We live in a wonderful age where the advancements of medical technology have extended our lives by several years. We have advanced surgical procedures and can fix many ailments by just taking a pill. However, with all these advances also comes many problems.
One of the biggest issues facing the population is how dangerous prescription drugs can be. While medications have the potential to save lives and improve our quality of life, they can also have some awful side effects. More than likely, you’ve heard about the opioid epidemic, but other drugs can be just as dangerous. One of these classes of drugs is blood thinners.
What Are Blood Thinners?
Blood thinners are medications prescribed for patients who are at risk of developing blood clots. They can be administered after surgery or for patients who have a sedentary lifestyle. Blood thinners include warfarin or Coumadin, Heparin and Xarelto, among others, and Xarelto and warfarin are being called the most dangerous.
Blood thinners have evolved to become more effective. Aspirin is the most common and widely used blood thinner, and it doesn’t require a prescription to take. However, it doesn’t work for everyone, which is why other types of blood thinners have been developed.
Warfarin, or Coumadin, has been the go-to blood thinner since the 1950s. Since then, new blood thinners have been developed and are currently being prescribed to patients. Unlike warfarin, many of these new blood thinners don’t require monthly blood tests to ensure they are working correctly, but each one works differently for each patient. For example, warfarin works better than some of the newer medications for patients who have mechanical heart valves or kidney failure. However, all blood thinners have their dangers.
What Makes Blood Thinners Dangerous?
Blood thinners act by making your blood unable to clot normally. Clotting is important when the body gets injured so that the bleeding stops. If your blood didn’t clot, something as minor as a paper cut could cause you to bleed to death.
However, blood clots can form in parts of your body even when you aren’t injured. It’s possible for these clots to then travel into your lungs, causing a pulmonary embolism. Blood clots can also travel into the heart, causing a heart attack, or into the brain, causing a stroke. All of these are life-threatening issues. If you are susceptible to blood clots, your doctor will prescribe blood thinners to prevent any potential issues.
Since blood thinners slow down your blood’s natural ability to clot, getting an injury — even a minor one — can become life-threatening because your body won’t be able to stop the bleeding. Some prescription blood thinners can be reversed by administering Vitamin K, which then allows your blood to clot normally.
Blood thinners on their own can be harmful, but the risk factor increases when they are mixed with other substances, including other prescription drugs, alcohol or recreational drugs.
What Can Be Done to Decrease the Dangers of Blood Thinners?

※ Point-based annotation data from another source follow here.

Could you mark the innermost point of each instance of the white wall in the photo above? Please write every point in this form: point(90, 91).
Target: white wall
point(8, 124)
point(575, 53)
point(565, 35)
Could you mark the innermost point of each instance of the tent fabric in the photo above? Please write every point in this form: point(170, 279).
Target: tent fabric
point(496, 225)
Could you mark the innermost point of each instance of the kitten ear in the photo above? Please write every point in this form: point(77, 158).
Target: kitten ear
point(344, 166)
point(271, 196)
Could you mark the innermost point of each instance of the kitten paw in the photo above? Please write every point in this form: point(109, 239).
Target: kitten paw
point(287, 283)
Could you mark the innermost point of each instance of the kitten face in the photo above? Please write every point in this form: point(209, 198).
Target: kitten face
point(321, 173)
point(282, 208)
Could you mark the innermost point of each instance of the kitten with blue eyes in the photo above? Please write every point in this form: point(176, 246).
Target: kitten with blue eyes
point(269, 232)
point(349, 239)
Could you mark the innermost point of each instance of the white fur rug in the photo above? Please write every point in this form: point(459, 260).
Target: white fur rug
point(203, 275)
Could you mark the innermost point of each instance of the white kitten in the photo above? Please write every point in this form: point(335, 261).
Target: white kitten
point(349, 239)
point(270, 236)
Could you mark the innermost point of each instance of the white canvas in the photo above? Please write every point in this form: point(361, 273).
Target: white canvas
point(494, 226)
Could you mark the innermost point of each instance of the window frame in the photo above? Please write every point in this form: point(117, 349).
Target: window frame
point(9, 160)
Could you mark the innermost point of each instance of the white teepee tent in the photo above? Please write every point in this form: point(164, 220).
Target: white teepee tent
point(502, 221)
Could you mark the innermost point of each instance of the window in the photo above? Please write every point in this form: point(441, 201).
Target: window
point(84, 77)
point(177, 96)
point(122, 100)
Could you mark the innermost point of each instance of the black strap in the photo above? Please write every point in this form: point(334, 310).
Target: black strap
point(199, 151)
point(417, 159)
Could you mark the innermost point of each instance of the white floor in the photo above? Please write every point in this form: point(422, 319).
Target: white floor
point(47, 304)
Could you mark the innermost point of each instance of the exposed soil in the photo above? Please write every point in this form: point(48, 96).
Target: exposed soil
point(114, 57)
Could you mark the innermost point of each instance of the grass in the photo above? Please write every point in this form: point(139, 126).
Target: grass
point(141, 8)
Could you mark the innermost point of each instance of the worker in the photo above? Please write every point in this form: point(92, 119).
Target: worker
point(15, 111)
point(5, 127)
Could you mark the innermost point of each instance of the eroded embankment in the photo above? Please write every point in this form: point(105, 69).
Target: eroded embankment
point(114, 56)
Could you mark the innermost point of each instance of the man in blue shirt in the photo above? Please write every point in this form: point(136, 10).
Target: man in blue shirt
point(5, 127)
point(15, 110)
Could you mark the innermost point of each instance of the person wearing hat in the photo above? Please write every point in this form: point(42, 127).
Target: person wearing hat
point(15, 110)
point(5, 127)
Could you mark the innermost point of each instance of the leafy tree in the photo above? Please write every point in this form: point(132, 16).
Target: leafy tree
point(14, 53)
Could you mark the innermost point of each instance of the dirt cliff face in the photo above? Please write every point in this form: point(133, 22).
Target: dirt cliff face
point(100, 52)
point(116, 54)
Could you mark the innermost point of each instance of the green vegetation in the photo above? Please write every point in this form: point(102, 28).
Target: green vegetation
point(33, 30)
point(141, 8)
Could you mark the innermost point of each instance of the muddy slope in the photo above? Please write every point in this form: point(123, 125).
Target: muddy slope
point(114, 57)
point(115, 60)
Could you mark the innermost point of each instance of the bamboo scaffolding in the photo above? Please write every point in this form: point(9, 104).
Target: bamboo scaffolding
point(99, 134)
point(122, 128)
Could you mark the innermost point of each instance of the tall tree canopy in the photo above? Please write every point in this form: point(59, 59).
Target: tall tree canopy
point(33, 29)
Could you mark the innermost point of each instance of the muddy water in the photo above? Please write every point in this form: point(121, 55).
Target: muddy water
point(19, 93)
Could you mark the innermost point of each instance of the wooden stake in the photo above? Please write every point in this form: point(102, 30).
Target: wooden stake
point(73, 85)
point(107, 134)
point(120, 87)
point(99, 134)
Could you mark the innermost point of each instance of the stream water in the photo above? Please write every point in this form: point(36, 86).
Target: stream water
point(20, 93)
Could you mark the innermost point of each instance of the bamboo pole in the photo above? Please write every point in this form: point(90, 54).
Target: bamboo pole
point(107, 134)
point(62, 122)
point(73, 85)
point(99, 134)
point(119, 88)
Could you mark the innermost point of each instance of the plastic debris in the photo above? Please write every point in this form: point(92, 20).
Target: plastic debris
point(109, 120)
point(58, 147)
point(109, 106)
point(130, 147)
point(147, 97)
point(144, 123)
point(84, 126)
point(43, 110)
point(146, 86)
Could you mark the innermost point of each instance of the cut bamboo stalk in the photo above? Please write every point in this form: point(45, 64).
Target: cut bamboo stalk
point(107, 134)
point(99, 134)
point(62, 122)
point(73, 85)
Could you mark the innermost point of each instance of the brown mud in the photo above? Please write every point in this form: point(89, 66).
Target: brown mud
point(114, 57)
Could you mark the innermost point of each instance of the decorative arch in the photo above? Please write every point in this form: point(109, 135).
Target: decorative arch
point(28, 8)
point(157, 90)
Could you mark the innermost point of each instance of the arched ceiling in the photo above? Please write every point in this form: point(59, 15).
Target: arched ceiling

If your doctor prescribed blood thinners for you, there’s probably a good reason. The best-case scenario is they will work for you the way they are supposed to, and you won’t have any adverse reactions. However, the best way to ensure this happens is to follow a few rules when taking prescribed blood thinners.
Find out exactly why you are being prescribed the medication so you know why you are at risk. Asking questions and being informed about your health and your medications is never a bad thing. Having open dialogue with your doctor or pharmacist is also a good way to obtain that information and to have everyone on the same page when it comes to your health.
All prescription medications come with information about the dose, ingredients and how often you are supposed to take them during the day. When it comes to blood thinners, you’ll need to follow those instructions to the letter. Doing this will ensure that you aren’t abusing your medication and that you aren’t putting yourself at greater risk.
Your medication should also come with information about side effects and about which individuals shouldn’t take the drug. Read through all directions carefully to make sure the medication is right for you. If you don’t understand or have questions about the side effects, talk to your doctor or pharmacist so you completely understand the risks.
Avoid anything that might interact with your prescription medication. This can include other medications, food and drinks. As mentioned earlier, Vitamin K is a good way to counteract the effects of blood thinners, so you’ll want to avoid foods rich in this nutrient or taking supplements that have Vitamin K — otherwise, your medication won’t be as effective as it’s supposed to be.
Alcohol also thins your blood, so you’ll want to avoid drinking while taking blood thinners. If you do, it could lead to potentially serious problems. If you take more than one prescription medication, you’ll want to talk to your doctor or pharmacist about whether they will interact with one another and if that will cause health issues.
When it comes to your health, you need to be your biggest advocate, although your doctor will know what processes and medications will work best for your condition. Communicate with your health provider so you get the best care and know all the risks involved in taking prescription medication.